Decision Tree with depth of 2:
Max f1 score = 0.541015625 
Downsample fraction: 0.0 Upsample repetitions: 3
Decision Tree with depth of 3:
Max f1 score = 0.558282208588957 
Downsample fraction: 0.0 Upsample repetitions: 5
Decision Tree with depth of 4:
Max f1 score = 0.572987721691678 
Downsample fraction: 0.0 Upsample repetitions: 2
Decision Tree with depth of 5:
Max f1 score = 0.5963791267305644 
Downsample fraction: 0.0 Upsample repetitions: 4
Decision Tree with depth of 6:
Max f1 score = 0.5961538461538461 
Downsample fraction: 0.0 Upsample repetitions: 2
Decision Tree with depth of 7:
Max f1 score = 0.5885486018641812 
Downsample fraction: 0.0 Upsample repetitions: 2
Decision Tree with depth of 8:
Max f1 score = 0.5889724310776943 
Downsample fraction: 0.6 Upsample repetitions: 0
Decision Tree with depth of 9:
Max f1 score = 0.5791411042944784 
Downsample fraction: 0.0 Upsample repetitions: 2
Best depth = 5, with F1 score of 0.5963791267305644


In [21]:
best_trees = 0
max_f1 = 0
for trees in range(10,100,10):
    #create model
    rf_model = RandomForestClassifier(random_state=123,n_estimators=trees)
    
    print("Random forest with {} trees:".format(trees))
    f1 = find_best_f1(features_train, target_train, rf_model, False)
    
    if f1 > max_f1:
        best_trees = trees
        max_f1 = f1

print("Best number of trees = {}, with F1 score of {}".format(best_trees, max_f1))

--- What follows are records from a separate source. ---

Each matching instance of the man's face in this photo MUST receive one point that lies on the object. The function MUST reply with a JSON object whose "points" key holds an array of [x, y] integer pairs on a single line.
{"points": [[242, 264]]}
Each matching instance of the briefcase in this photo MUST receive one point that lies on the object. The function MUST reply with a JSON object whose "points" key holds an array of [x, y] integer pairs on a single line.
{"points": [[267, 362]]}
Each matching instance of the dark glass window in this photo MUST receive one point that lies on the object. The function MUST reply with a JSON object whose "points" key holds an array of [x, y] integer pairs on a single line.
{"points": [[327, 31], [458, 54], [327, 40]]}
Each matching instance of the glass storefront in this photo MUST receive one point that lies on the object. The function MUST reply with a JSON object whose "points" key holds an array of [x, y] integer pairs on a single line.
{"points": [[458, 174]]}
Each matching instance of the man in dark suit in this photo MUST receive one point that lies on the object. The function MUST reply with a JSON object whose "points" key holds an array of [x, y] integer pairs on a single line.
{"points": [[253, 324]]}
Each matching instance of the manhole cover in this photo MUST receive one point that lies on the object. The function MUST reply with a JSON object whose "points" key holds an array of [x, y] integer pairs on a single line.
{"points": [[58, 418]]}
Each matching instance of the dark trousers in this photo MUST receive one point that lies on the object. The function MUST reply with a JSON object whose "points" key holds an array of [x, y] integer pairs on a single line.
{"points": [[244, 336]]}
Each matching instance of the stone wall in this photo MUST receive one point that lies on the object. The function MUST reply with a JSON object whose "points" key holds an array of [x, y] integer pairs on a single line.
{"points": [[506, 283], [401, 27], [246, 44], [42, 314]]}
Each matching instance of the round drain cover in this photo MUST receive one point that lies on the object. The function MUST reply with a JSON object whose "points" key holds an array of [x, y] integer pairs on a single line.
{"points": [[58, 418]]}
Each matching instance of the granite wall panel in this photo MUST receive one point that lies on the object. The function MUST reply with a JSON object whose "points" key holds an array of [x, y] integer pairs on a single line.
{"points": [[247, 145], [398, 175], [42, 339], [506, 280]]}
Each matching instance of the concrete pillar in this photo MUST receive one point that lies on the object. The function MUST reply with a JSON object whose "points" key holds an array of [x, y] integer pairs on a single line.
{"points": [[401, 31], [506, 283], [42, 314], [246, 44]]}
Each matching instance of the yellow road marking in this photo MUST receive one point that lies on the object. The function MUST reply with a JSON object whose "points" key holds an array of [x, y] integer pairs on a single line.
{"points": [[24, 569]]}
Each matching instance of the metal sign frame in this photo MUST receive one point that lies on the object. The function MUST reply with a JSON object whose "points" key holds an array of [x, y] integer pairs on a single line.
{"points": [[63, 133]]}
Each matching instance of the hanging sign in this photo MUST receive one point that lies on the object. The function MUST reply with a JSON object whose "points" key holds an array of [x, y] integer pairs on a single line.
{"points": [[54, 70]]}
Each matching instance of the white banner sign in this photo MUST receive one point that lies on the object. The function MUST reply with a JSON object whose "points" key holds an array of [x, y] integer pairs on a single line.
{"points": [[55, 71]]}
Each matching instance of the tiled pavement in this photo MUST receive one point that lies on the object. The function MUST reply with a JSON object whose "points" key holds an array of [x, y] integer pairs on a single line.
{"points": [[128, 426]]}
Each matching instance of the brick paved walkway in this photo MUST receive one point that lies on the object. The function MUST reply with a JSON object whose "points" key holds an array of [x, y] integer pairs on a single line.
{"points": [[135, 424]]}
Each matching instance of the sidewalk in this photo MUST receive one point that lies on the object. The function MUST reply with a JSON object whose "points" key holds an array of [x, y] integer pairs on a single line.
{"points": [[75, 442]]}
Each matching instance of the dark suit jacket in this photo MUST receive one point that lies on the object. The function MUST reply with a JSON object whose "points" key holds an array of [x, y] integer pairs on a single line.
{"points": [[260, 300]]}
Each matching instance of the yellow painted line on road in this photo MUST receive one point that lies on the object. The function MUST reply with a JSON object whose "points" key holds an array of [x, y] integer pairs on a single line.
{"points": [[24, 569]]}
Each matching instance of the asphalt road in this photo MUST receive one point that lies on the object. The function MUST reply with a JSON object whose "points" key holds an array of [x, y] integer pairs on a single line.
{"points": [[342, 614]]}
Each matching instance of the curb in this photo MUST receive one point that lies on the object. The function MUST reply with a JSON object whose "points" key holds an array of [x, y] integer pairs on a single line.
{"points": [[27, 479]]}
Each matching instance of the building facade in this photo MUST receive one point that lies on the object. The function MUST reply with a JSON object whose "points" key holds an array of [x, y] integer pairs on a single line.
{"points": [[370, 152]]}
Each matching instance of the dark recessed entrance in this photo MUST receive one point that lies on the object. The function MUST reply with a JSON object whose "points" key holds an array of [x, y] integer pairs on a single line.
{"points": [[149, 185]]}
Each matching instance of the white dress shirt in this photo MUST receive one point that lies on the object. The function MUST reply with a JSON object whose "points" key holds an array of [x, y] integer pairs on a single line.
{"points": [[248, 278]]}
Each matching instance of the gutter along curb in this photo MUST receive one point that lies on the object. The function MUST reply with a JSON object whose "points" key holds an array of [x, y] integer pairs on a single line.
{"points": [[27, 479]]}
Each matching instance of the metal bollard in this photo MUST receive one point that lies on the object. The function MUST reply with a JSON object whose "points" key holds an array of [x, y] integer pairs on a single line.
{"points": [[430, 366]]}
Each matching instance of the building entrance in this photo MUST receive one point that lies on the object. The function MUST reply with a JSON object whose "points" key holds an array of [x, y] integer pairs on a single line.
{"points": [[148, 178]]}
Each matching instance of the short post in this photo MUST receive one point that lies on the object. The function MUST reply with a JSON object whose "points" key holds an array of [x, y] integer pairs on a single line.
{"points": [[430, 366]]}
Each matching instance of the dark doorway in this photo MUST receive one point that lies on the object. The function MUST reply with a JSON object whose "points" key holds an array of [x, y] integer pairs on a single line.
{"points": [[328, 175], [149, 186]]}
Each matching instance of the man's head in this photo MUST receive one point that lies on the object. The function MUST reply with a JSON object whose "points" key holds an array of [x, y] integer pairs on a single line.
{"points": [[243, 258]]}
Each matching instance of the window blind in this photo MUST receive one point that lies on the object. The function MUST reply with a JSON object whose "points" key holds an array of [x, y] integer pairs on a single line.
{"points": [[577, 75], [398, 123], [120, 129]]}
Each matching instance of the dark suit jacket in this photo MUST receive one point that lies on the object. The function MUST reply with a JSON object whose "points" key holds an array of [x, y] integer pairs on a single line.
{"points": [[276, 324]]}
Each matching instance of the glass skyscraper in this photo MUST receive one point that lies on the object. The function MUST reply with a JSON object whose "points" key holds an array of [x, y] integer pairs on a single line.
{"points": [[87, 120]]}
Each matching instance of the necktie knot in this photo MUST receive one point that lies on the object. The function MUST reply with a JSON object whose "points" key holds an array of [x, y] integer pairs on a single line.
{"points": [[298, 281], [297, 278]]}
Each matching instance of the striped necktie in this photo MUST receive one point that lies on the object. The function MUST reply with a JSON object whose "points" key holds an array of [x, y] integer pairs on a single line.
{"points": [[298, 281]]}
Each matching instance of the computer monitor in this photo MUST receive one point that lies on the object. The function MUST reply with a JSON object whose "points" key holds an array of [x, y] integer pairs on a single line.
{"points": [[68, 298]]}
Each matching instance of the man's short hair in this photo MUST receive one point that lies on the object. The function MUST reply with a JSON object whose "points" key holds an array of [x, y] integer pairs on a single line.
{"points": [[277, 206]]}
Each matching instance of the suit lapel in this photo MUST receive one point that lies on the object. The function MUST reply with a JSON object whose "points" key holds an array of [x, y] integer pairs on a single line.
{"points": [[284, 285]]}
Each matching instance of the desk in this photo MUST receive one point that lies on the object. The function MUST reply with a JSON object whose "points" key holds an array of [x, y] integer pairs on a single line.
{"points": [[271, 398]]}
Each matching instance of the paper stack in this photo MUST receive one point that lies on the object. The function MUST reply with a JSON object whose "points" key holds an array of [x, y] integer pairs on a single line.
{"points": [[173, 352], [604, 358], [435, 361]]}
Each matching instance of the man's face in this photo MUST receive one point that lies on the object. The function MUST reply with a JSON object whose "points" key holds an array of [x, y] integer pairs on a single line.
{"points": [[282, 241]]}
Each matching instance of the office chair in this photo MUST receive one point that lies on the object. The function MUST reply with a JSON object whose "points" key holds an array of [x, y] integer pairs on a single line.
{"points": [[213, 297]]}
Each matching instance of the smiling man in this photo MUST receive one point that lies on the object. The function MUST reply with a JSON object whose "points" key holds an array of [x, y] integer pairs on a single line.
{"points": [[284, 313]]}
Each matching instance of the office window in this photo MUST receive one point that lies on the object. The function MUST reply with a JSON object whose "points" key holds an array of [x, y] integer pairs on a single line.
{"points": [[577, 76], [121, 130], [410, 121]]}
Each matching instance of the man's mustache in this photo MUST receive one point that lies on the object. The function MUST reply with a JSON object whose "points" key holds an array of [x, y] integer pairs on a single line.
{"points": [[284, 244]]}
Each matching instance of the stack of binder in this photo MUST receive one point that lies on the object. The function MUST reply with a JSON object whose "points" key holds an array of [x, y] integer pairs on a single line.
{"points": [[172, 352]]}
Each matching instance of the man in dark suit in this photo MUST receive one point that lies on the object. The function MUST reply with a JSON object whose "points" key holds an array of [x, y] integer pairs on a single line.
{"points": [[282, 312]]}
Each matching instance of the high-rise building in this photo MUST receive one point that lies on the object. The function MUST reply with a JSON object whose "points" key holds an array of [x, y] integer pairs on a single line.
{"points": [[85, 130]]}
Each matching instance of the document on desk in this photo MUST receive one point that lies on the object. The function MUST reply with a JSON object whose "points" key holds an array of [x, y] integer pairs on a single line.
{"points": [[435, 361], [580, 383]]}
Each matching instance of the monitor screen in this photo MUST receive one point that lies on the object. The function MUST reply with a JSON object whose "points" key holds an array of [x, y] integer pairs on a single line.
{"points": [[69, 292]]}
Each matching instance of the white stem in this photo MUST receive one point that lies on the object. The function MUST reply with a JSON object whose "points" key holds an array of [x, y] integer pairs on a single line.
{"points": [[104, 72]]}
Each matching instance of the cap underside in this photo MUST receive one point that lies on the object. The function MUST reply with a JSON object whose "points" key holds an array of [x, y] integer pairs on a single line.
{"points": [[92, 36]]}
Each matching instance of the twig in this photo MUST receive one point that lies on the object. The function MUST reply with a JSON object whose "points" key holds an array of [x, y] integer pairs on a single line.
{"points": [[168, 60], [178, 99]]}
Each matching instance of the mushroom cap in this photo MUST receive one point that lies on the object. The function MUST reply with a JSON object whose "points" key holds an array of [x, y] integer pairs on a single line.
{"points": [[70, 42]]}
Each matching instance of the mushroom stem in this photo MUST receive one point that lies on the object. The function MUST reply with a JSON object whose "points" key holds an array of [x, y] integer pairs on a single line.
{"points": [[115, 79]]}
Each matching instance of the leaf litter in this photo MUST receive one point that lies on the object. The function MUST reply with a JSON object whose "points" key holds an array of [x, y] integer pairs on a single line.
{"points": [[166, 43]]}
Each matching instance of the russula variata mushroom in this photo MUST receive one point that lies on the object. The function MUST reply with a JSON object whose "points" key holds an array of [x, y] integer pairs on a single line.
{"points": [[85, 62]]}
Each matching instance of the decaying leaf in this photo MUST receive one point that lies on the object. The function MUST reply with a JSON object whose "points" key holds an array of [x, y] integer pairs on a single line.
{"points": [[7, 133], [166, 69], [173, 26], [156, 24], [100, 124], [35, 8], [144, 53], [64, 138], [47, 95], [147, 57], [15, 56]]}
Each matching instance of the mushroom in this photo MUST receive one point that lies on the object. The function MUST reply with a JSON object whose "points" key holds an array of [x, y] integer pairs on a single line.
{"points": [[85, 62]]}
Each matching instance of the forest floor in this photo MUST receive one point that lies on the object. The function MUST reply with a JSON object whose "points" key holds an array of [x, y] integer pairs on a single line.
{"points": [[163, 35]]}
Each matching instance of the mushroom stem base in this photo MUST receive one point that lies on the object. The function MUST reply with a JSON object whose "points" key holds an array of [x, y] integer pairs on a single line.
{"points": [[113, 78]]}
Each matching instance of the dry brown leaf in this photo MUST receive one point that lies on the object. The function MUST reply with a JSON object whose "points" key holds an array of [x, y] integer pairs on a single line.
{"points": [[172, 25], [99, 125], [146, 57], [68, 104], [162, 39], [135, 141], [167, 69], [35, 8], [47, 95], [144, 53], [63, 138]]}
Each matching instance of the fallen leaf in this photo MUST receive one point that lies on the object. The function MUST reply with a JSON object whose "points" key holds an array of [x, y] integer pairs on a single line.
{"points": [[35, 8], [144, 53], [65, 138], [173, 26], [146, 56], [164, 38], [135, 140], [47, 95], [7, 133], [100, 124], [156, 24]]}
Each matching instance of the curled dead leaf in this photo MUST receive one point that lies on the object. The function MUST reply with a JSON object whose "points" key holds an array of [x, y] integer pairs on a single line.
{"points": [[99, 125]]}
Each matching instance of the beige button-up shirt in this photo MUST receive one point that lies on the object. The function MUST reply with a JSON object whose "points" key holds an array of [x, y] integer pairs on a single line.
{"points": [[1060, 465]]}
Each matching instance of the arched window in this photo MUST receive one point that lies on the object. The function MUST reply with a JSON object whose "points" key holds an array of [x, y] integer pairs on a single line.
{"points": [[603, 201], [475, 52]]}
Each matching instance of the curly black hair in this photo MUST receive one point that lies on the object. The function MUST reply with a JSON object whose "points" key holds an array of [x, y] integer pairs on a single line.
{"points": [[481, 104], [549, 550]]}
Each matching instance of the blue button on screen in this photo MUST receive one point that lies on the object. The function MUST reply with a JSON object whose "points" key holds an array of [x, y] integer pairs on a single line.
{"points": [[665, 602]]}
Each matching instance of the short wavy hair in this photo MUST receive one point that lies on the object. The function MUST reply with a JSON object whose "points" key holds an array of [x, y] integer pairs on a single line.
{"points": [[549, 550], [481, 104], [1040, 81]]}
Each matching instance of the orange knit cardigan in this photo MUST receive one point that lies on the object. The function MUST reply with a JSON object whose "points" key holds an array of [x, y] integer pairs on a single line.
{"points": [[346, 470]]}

Random forest with 10 trees:
Max f1 score = 0.6086956521739131 
Downsample fraction: 0.6 Upsample repetitions: 2
Random forest with 20 trees:
Max f1 score = 0.6093750000000001 
Downsample fraction: 0.6 Upsample repetitions: 0
Random forest with 30 trees:
Max f1 score = 0.6181818181818183 
Downsample fraction: 0.6 Upsample repetitions: 0
Random forest with 40 trees:
Max f1 score = 0.6234817813765183 
Downsample fraction: 0.9 Upsample repetitions: 2
Random forest with 50 trees:
Max f1 score = 0.6269070735090152 
Downsample fraction: 0.7 Upsample repetitions: 0
Random forest with 60 trees:
Max f1 score = 0.6236263736263736 
Downsample fraction: 0.7 Upsample repetitions: 0
Random forest with 70 trees:
Max f1 score = 0.6217616580310881 
Downsample fraction: 0.9 Upsample repetitions: 3
Random forest with 80 trees:
Max f1 score = 0.6242350061199511 
Downsample fraction: 0.5 Upsample repetitions: 0
Random forest with 90 trees:
Max f1 score = 0.6221142162818954 
Downsample fraction: 0.5 Upsampl

The model with the highest F1 score of approximately **0.63** is our **random forest model with 50 trees**, downsampling our negative class observations by 70%. If we want a faster model that still meets our benchmark of .59, we can use a decision tree with a max depth of 5, multiplying our positive class observations by 4. Creating a model using logical regression gives us significantly worse results than with a decision tree or random forest.

# Step 5: Final testing

Now that we know which model to use and the parameters necessary for our model, we'll combine our training and validation sets, balance the classes, create our final model, and test it.

In [28]:
#combine our train and validation data sets
features = pd.concat([features_train, features_valid])
target = pd.concat([target_train, target_valid])

#downsample
features_downsampled, target_downsampled = create_sample(features, target, .5, 3)

#create model
model = RandomForestClassifier(random_state=123, n_estimators=50)

#train model
model.fit(features_downsampled, target_downsampled)

#make prediction
predicted_test = model.predict(features_test)

#get F1 score
print("F1:", f1_score(target_test, predicted_test))

#get class probability
probabilities_valid = model.predict_proba(features_test)
probabilities_one_valid = probabilities_valid[:, 1]

#measure AUC-ROC
auc_roc = roc_auc_score(target_test, probabilities_one_valid)

print("AUC-ROC score:", auc_roc)

F1: 0.5953389830508474
AUC-ROC score: 0.8404547641855216


While our F1 score is at about .60, our AUC-ROC score of approximately .84 shows us that our model has a good measure of separability.